From a bird's eye view, this grand marble structure resembles the body of a scorpion with its two stingers spreading out as wings to the north. It is believed the design was the source of many misfortunes; the palace proved to be fatal to those who visited for great lengths. The southern section of the building houses the harem quarters -- a mere 150 wives all told!
The grandson of Nizam VII now owns the palace, which sat unused from 1911-2001. The Taj Group, a luxury hotel corporation, manages the facility
:: Neighborhoods ::
My friend, Santosh, invited me to have lunch at his recently purchased home outside Hyderabad. He lives approx. 15 miles from the city, which took over an hour to reach due to crazy roads and even crazier drivers. Houses in India, much like the suburbs in the US, are less expensive on the outskirts of the city. Most homes are concrete, often painted bright pastels, consist on 2-4 small rooms and cost around $20k. They have "modern" amenities built around a simple and efficient community design. Indians typically live with their nuclear family and very seldom live on their own. This is due in part to expensive apartments but also I get the sense that families are bonded together like sticky rice out here.
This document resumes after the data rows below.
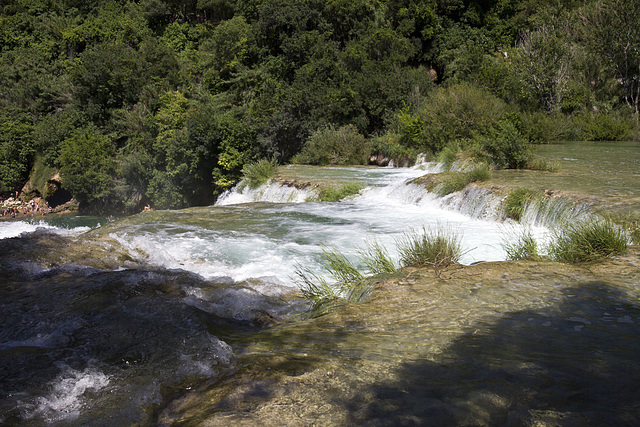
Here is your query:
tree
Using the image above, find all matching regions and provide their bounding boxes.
[60,128,116,210]
[581,0,640,120]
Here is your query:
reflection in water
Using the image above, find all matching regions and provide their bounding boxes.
[160,258,640,426]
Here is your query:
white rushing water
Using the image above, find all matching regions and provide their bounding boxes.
[111,166,546,286]
[0,221,90,239]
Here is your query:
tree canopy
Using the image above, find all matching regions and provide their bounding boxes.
[0,0,640,211]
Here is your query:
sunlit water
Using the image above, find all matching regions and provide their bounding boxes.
[0,146,640,425]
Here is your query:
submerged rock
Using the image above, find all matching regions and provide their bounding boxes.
[158,247,640,426]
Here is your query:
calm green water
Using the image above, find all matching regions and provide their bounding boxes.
[0,144,640,426]
[494,141,640,206]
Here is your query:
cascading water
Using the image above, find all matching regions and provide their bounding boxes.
[0,150,636,425]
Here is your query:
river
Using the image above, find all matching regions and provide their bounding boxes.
[0,145,640,425]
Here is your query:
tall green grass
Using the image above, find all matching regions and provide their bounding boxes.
[549,218,629,263]
[241,159,278,189]
[501,230,542,261]
[396,227,463,277]
[435,163,492,197]
[318,182,362,202]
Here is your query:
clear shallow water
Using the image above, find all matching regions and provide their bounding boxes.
[0,146,640,426]
[102,168,545,287]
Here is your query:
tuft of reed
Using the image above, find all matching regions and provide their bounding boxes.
[501,230,542,261]
[396,227,463,277]
[502,188,543,221]
[549,218,629,263]
[241,159,278,189]
[318,182,362,202]
[295,247,373,317]
[358,240,398,275]
[525,156,560,172]
[467,163,492,182]
[435,163,492,197]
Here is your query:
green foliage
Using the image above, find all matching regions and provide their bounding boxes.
[242,159,278,189]
[576,112,634,141]
[29,155,57,198]
[475,120,533,169]
[502,188,543,221]
[318,182,362,202]
[501,230,542,261]
[296,247,372,317]
[435,163,492,197]
[292,125,370,166]
[358,240,398,275]
[0,112,33,194]
[549,218,629,263]
[417,83,506,153]
[60,128,116,209]
[397,227,463,276]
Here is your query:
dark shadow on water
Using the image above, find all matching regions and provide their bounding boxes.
[347,282,640,426]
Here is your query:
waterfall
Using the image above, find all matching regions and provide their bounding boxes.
[216,181,317,206]
[438,185,504,220]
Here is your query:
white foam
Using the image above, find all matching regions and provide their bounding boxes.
[0,221,90,239]
[27,367,109,423]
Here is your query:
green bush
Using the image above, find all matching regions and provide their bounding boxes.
[296,247,373,317]
[549,218,629,263]
[60,129,116,210]
[475,120,533,169]
[466,163,493,182]
[417,83,506,153]
[397,227,463,274]
[436,163,492,197]
[502,188,542,221]
[242,159,278,189]
[520,111,577,144]
[292,125,370,166]
[576,112,634,141]
[502,230,541,261]
[318,182,362,202]
[358,240,397,274]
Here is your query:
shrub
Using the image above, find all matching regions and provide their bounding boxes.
[435,172,470,197]
[292,125,370,166]
[296,247,373,317]
[242,159,278,189]
[576,112,634,141]
[437,144,459,171]
[549,218,629,263]
[358,241,397,274]
[525,156,560,172]
[417,83,506,153]
[475,120,533,169]
[466,163,492,182]
[436,163,491,197]
[319,182,362,202]
[502,188,542,221]
[501,230,541,261]
[397,227,463,276]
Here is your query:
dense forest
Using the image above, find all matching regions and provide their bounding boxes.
[0,0,640,212]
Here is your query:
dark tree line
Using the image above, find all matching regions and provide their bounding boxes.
[0,0,640,211]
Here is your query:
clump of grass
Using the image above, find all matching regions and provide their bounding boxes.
[241,159,278,189]
[435,172,469,197]
[502,188,543,221]
[525,156,560,172]
[319,182,362,202]
[296,247,372,317]
[466,163,492,182]
[436,163,491,197]
[358,240,398,275]
[437,145,459,171]
[501,230,542,261]
[396,227,463,277]
[549,218,629,263]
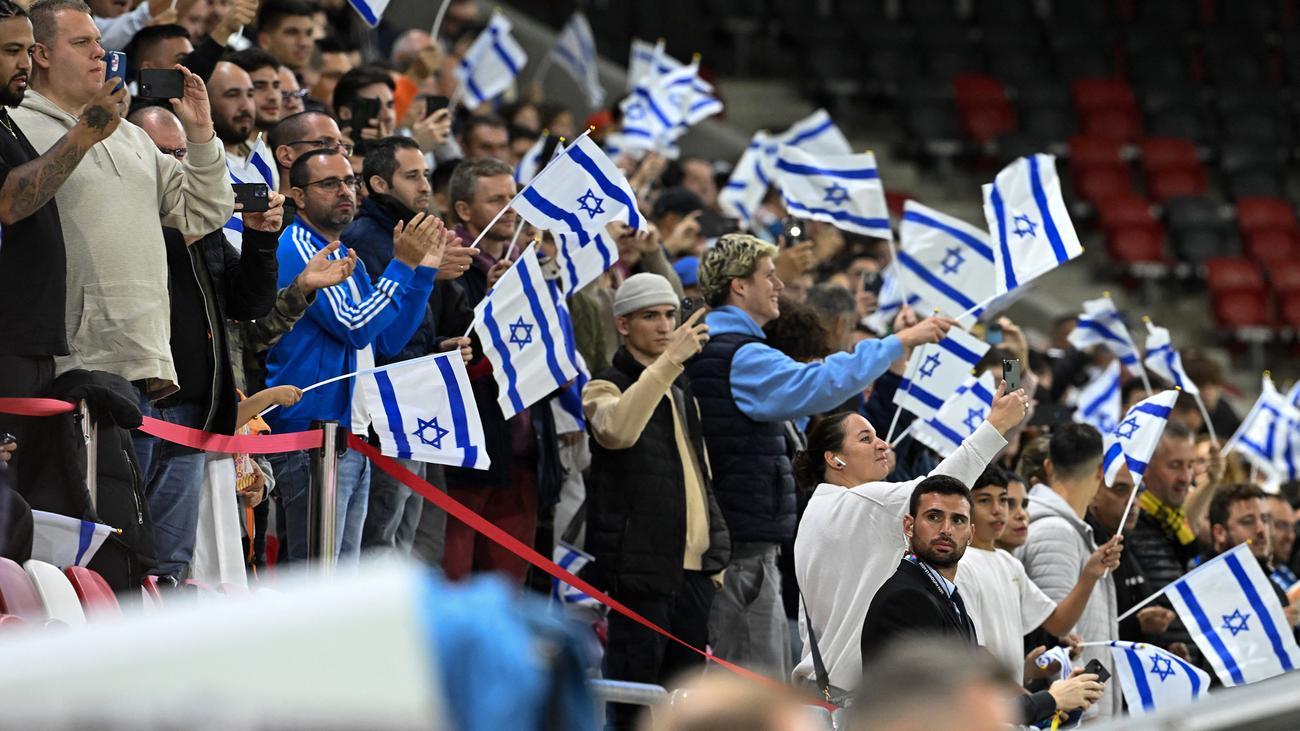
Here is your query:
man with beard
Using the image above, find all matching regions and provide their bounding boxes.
[0,0,126,489]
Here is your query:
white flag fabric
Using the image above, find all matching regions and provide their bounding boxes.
[358,350,491,470]
[1066,297,1144,375]
[1074,360,1125,434]
[1143,320,1201,394]
[1101,389,1178,490]
[1109,640,1210,715]
[1165,544,1300,685]
[898,200,996,326]
[894,328,989,419]
[475,245,577,419]
[551,13,605,109]
[909,372,997,458]
[456,13,528,109]
[775,146,893,241]
[983,155,1083,294]
[31,510,113,568]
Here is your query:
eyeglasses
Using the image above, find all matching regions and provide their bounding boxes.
[285,137,352,155]
[298,176,361,193]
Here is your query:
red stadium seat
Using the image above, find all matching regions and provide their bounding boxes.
[1205,256,1264,295]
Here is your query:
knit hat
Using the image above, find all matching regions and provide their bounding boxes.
[614,273,680,317]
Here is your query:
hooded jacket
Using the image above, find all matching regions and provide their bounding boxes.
[12,91,234,398]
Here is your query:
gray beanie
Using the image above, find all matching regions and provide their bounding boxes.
[614,273,680,317]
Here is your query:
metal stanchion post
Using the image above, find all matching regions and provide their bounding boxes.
[307,421,342,574]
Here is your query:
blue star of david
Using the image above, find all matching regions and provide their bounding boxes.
[411,416,451,449]
[1151,654,1174,683]
[1115,416,1138,440]
[940,247,966,274]
[1223,609,1251,637]
[920,355,939,379]
[577,189,605,219]
[1011,213,1039,238]
[822,183,849,206]
[510,315,533,350]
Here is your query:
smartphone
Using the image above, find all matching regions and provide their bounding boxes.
[137,69,185,99]
[104,51,126,91]
[230,183,270,213]
[1002,358,1021,393]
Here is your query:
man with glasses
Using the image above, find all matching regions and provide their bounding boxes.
[267,148,455,563]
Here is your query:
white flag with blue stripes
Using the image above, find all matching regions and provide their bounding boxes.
[456,13,528,109]
[983,155,1083,294]
[910,372,997,457]
[358,350,491,470]
[898,200,995,326]
[1165,544,1300,687]
[894,328,989,419]
[1109,640,1210,715]
[1101,389,1178,490]
[1066,297,1145,375]
[475,245,579,419]
[775,146,893,241]
[1074,360,1125,434]
[551,12,605,109]
[31,510,113,568]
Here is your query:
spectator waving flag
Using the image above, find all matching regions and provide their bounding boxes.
[1164,542,1300,685]
[1109,640,1210,715]
[894,328,989,419]
[358,350,491,470]
[910,372,997,457]
[898,200,995,326]
[775,146,893,241]
[456,13,528,109]
[1101,389,1178,490]
[1074,360,1123,434]
[473,245,579,419]
[511,135,645,297]
[551,13,605,109]
[983,155,1083,294]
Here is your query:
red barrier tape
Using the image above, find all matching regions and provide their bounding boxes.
[347,433,836,710]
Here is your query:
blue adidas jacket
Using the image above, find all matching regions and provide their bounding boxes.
[267,219,438,432]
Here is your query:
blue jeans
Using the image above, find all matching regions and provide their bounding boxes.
[131,397,208,580]
[270,450,371,568]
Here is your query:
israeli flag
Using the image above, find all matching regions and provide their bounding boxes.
[776,146,893,241]
[551,12,605,109]
[910,372,997,458]
[983,155,1083,294]
[1143,320,1201,394]
[1164,544,1300,687]
[1066,297,1144,375]
[1101,389,1178,490]
[358,350,491,470]
[894,328,989,419]
[31,510,114,568]
[898,200,995,326]
[221,135,280,252]
[475,243,577,419]
[1109,640,1210,715]
[456,13,528,109]
[347,0,389,27]
[1074,360,1123,434]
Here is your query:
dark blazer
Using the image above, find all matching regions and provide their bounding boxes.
[862,558,978,662]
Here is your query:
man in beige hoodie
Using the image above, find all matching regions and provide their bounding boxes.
[13,0,234,399]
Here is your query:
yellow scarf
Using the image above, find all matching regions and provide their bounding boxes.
[1138,490,1196,546]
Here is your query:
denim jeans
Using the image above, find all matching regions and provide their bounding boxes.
[270,450,371,568]
[131,397,206,580]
My friend's mother cooked us a tasty traditional Indian meal. As a host, you serve your guests, cater to their every whim and do not partake in the meal. One can't even reach for a spoon without the host taking over the task. This attention took some getting use to but I soon realized that you must honor their custom or you look like a complete jerk. Of course, I was very nervous taking my first bite, as I feared Death by Spices. One does not want to be rude and refuse food especially when my host knew I was a "negative zero spicy gal", as my friends like to call me
It's been a real honor to be so generously welcomed into my friend's homes and to share in traditional Indian culinary experiences but I sometimes I feel I'm on an Indian "Fear Factor" show that dares me to eat what one hates the most. Stepping up to the challenge doesn't always reap positive rewards like the Hollywood ending but it's all part of the experience that I embrace. The phrase "Spice of Life" definitely has a whole new meaning for me.